Ihr schlüpft in die Haut des jungen Piraten Guybrush ... ähhh, Thomas „Hawk“ Blythe, Ähnlichkeiten mit J. Sparrow sind wohl die Schuld von Rainer Zufall. Ihm passiert so ziemlich alles, was einem gestandenen Piraten niemals widerfahren will, und dann noch alles auf einmal: vom Piratenziehvater Blackbeard verraten, Mannschaft meutert, Schiff geklaut, in den Knast gesteckt, mit Voodoo-Fluch belegt und Freundin ermordet. Wenn man da mal nicht von der Planke springen will. Dem Klabautermann sei Dank kann man sich in jeder Spelunke immer noch die Welt schön trinken.
Spiel oder nicht Spiel? Das ist hier die Frage! Also zieht ihr los euer Leben und das der Rest der Karibik wieder ins Lot zu bringen. Eure Säbelschwingerkünste kommen euch dabei genauso zu gute, wie eure Qualitäten als Kapitän und Navigator einer Schaluppe. Man hat ständig das Gefühl, dass Ascaron eigentlich einen Film drehen wollte, statt ein Spiel zu produzieren. Die ausgiebigen und spannend erzählten Zwischensequenzen werden permanent von einer von zwei verschiedenen Daddeleinlagen unterbrochen. Die dauern dann allerdings meistens nur 5-10 Min bis wieder das nächste Filmchen die Wendungen präsentiert.
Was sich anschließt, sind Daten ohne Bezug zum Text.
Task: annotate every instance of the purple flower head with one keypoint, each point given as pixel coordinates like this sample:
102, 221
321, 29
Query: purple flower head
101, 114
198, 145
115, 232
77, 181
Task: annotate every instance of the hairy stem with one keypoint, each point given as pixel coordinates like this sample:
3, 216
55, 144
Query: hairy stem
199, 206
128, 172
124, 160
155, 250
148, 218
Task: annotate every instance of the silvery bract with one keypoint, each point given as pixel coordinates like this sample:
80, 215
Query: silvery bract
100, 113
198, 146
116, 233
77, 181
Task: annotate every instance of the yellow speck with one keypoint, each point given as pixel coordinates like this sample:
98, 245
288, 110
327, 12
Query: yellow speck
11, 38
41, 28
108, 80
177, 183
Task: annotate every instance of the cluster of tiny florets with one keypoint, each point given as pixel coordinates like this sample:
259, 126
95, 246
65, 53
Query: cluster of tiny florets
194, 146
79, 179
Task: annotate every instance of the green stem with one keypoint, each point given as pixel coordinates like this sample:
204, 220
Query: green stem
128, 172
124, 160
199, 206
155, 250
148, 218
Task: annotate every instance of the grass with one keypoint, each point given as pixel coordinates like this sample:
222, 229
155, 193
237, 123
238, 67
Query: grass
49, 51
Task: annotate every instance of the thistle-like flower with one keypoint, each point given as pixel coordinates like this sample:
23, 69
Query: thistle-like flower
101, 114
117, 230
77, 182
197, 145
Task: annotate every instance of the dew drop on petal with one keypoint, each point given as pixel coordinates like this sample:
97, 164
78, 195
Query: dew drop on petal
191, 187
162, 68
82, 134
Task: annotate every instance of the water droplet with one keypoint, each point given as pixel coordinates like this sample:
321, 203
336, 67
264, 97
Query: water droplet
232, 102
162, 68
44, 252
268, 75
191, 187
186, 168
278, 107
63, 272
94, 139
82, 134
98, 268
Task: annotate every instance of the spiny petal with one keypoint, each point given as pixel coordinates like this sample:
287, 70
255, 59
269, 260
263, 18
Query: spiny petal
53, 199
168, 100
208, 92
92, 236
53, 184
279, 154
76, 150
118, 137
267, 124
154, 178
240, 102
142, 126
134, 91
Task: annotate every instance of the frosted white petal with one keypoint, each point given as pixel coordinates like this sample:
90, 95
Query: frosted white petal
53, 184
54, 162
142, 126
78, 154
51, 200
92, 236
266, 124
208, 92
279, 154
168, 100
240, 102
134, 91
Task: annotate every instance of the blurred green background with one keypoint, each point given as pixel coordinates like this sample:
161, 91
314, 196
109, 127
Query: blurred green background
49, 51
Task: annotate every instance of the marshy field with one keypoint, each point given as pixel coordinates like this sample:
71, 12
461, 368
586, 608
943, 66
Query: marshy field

Mein Schwert wird dich aufspießen! An Land beschränkt sich die Steuerung mit der Schulterperspektive auf die WASD Tasten sowie der Maus zur Kameraführung. Alternativ stöpselt ihr das Gamepad an, ist aber nicht zu empfehlen. Die Kamera ist leider so schlecht programmiert, dass dauernd irgendwelche Palmen die Sicht versperren. Mit den Maustasten schwingt ihr euren Säbel. Dem Voodoopriester sei Dank habt ihr es mit versoffen Piraten und nicht mit ’nem Schachcomputer zu tun. So beschränken sich eure Handlungen leider nur auf das Malträtieren der linken Maustaste. Aua! Ihr dürft nach glorreichen Siegen über Bossgegner noch ein paar wenige Komboattacken dazulernen.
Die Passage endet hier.